Looks mostly okay, but is there any chance you could decide that certain scripts are primary for any of these languages and use just the language code without script code? It happened several times that we added script codes that turned out to be not useful, and then it's hard to remove them, like skr-arab.

  1. Kurmali speakers use the script of the most used languages of the regions they live, for e.g Devanagari script in Jharkhand, Odia script in Odisha, Bangla script in West Bengal. Chisoi is a newly developed artificial script which is not widely used in the community.
  2. Toto language speakers use Bangla script as they live in West Bengal. A Toto script has been developed very recently, but not widely used.
  3. Same goes with Koda speakers. Koda people living in West Bengal use Bangla script. They are also developing an artificial script named Nagachiki, which is not widely used in their community.
  4. Mahali do not have their own primary script. People speaking this language uses Bangla and sometime Latin
  5. Same goes for Kharia Thar, who also do not have any primary script but uses Bangla as the script available to their native region.
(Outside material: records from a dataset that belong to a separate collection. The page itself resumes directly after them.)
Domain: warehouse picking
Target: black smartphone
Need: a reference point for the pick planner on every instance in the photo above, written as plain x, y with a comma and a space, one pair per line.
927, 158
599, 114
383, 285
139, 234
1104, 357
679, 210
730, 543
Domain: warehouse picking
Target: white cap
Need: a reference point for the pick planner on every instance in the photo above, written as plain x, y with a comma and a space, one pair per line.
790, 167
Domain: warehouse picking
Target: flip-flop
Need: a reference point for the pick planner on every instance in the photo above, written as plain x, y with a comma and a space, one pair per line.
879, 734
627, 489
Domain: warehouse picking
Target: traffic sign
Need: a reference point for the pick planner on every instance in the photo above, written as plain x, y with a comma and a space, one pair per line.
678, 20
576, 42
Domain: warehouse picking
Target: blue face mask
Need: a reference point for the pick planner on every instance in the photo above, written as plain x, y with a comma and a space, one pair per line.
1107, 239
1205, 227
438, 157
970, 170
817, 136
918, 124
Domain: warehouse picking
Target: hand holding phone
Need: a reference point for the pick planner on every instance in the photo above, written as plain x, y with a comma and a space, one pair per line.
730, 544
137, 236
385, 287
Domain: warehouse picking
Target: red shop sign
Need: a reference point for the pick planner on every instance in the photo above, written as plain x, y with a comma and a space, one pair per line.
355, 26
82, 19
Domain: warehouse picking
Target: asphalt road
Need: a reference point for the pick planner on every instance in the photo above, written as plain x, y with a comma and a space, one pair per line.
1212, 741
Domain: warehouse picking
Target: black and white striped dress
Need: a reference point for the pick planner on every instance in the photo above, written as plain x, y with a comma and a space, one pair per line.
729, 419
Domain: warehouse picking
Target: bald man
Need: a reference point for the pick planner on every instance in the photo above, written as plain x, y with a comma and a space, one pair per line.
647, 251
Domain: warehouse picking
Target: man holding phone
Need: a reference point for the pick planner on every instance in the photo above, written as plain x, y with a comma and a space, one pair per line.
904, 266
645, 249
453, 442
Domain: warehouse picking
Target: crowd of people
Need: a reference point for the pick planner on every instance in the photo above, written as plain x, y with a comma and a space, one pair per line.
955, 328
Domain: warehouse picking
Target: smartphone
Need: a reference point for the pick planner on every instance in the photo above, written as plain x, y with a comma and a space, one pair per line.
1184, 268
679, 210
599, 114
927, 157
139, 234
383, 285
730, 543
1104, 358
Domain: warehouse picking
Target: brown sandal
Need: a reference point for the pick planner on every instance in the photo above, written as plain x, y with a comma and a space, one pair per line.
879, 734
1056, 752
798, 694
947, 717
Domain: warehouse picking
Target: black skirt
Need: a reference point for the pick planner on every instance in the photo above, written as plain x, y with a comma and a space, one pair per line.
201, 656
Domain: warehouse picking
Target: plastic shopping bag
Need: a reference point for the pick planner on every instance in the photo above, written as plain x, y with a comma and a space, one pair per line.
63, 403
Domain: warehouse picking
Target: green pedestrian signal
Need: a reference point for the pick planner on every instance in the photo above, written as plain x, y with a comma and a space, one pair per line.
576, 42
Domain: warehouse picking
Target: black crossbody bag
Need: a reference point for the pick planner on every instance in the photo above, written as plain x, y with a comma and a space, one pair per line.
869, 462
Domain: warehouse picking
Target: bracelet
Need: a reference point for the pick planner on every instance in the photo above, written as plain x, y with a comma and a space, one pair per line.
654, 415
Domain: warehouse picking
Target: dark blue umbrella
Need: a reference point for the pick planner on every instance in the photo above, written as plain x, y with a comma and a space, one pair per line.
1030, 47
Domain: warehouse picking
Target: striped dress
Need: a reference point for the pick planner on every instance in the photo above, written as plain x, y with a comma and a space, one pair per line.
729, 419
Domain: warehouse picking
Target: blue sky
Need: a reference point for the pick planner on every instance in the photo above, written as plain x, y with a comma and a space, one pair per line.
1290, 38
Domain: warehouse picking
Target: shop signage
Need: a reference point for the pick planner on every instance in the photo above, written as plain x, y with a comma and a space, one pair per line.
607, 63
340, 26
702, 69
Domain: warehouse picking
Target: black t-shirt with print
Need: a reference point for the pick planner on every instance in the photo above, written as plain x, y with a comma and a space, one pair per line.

So, unfortunately, there are no primary scripts for any of these languages. Bangla is also not their primary script because this is the script which is available to their native region and they use this script for their convenience. If we had an option to add language codes without script codes, we would definitely do so, but for these languages, we have no other option.

OK, I guess no objection from Language committee. The patches for this are usually done by Wikidata developers.

Change #1059860 merged by jenkins-bot:

[mediawiki/extensions/WikibaseLexeme@master] Add lexeme language codes kyw-beng, kyw-deva, txo-beng, cdz-beng, mjx-beng, ksy-beng

https://gerrit.wikimedia.org/r/1059860

Nikki subscribed.

This was not done correctly. Lexeme language codes need to be added to LocalNamesEn.php in the CLDR extension, so that MediaWiki has a language name for them (the ones in the WikibaseLexeme extension are not used anywhere except Special:NewLexeme). That will automatically make them available for lexemes.

They should not be added to the WikibaseLexeme extension unless they can't be added to the CLDR one, and in such cases, they should also be added in the Wikibase extension as well, for monolingual text.